Public Service Development Agency explains issue of documenting children born through surrogacy
By Nika Gamtsemlidze
Tuesday, September 17
A few parents of children born through surrogacy have been denied a birth certificate for two months now. These are about 20 foreign couples from the US, UK, Germany, Spain, Poland, Sweden, etc. The agency says it strongly urges medical clinics to fully comply with legislative requirements.
According to the statement, from September 9 to September 13 of this year, the Public Service Development Agency has registered the birth of 26 babies born through surrogacy in 8 different clinics of Georgia.
As the statement notes, for the purposes of effective protection of children’s rights and prevention of human trafficking crimes, each child born through surrogacy will be timely registered only after the respective clinic will fully provide the documents prescribed by the legislation, of which the above-mentioned clinic and its head were repeatedly informed both orally and in writing during the last few days.
“From 9 September through 13 September of this year, the Public Service Development Agency registered the birth of 26 children, born through surrogacy carried out by the foreign citizens, at 8 different clinics of Georgia. Those registrations were performed even though in each of those cases the clinics have violated certain simple rules in the field of surrogacy, established by the legislation. Based on the principle of protection of the best interests of the children who were already born, on 8 September 2019, the Minister of Justice of Georgia issued an order, according to which a transitional period was established and an agreement on surrogacy ‘concluded before implantation’, i.e. before the transfer of an embryo created as a result of fertilization into the body of a surrogate mother, was temporarily admitted as a surrogacy agreement ‘concluded before fertilization’,” reads the statement.

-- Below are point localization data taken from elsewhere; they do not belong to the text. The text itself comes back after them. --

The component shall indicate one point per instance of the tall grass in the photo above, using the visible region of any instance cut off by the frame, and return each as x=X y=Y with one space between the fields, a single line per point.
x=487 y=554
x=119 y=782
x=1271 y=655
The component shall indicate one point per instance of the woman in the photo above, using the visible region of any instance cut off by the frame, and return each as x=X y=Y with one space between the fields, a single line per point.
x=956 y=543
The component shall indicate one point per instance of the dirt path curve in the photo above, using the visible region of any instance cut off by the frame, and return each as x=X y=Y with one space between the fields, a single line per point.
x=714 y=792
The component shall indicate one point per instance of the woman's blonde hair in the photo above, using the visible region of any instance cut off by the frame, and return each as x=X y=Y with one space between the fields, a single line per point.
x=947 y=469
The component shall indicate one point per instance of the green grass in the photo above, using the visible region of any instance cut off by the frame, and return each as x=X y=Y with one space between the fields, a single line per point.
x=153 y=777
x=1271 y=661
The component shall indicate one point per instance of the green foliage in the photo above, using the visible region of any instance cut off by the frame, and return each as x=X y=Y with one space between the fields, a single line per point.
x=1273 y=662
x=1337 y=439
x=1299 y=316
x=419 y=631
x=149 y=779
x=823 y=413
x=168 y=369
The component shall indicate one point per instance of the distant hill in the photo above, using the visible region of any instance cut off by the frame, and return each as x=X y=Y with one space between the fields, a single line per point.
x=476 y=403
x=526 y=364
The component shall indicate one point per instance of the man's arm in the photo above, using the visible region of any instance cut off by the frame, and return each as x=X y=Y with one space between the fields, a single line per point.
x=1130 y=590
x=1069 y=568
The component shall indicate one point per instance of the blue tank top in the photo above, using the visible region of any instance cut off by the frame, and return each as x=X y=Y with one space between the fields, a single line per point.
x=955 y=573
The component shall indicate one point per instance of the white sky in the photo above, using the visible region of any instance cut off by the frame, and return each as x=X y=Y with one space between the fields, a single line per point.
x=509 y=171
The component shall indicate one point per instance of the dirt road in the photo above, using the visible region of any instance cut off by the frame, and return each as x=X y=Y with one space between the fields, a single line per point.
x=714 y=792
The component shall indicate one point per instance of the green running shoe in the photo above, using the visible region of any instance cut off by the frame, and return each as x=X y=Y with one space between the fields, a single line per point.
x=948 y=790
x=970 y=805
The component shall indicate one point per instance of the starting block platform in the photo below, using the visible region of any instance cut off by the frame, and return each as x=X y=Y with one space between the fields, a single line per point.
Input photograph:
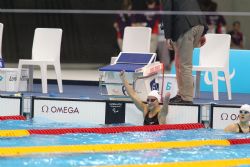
x=141 y=70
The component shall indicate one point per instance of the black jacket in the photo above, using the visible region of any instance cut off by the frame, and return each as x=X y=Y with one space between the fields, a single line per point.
x=176 y=25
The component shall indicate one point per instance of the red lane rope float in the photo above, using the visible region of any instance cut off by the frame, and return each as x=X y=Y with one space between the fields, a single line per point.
x=14 y=117
x=117 y=129
x=239 y=141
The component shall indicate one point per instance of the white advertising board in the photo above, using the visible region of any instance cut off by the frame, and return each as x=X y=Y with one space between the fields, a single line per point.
x=224 y=115
x=10 y=106
x=69 y=110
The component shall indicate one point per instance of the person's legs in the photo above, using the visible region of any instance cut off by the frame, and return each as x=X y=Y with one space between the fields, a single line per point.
x=153 y=43
x=185 y=46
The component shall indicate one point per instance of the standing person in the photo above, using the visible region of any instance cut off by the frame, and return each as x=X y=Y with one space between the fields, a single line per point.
x=153 y=113
x=236 y=36
x=243 y=125
x=183 y=33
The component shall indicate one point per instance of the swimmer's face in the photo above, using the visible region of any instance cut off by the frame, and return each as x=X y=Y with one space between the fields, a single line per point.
x=244 y=116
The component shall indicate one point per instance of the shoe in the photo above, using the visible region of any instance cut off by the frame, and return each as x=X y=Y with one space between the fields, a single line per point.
x=178 y=100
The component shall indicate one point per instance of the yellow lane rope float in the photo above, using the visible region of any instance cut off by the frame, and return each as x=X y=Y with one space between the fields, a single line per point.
x=20 y=151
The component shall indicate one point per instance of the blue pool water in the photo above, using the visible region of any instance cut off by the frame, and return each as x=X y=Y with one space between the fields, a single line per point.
x=117 y=158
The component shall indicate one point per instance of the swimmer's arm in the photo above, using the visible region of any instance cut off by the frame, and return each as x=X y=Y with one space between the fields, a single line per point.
x=231 y=128
x=132 y=93
x=164 y=110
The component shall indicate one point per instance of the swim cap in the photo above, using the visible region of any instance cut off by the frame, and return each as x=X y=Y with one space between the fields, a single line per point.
x=155 y=94
x=245 y=107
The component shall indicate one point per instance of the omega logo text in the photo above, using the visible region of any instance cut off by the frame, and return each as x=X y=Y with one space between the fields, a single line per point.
x=60 y=110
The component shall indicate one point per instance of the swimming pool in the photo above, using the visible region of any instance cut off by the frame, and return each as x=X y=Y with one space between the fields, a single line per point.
x=117 y=158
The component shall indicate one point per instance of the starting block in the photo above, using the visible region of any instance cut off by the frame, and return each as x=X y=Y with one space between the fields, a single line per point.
x=141 y=71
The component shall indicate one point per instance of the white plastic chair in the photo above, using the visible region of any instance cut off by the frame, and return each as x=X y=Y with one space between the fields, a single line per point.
x=214 y=57
x=1 y=37
x=45 y=51
x=136 y=39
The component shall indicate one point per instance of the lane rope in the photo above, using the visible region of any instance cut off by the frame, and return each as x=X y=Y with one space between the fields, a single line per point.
x=13 y=117
x=112 y=12
x=102 y=130
x=98 y=148
x=203 y=163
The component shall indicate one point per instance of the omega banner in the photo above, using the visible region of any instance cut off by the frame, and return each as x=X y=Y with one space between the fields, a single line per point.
x=10 y=106
x=105 y=112
x=223 y=115
x=61 y=110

According to the Public Service Development Agency, even under the simplified rules, one private clinic still refuses to provide appropriate medical information and thus refuses the opportunity to receive birth registration documents for some clients.
In return, the agency says, the clinic and its chief are trying to mislead foreign clients and are wasting their time in protest to cover up their mistakes.
Without birth certificates, foreign nationals who have used surrogacy in Georgia cannot bring their children home. The Public Service Development Agency explains that they have violated the rules set out for the surrogacy process.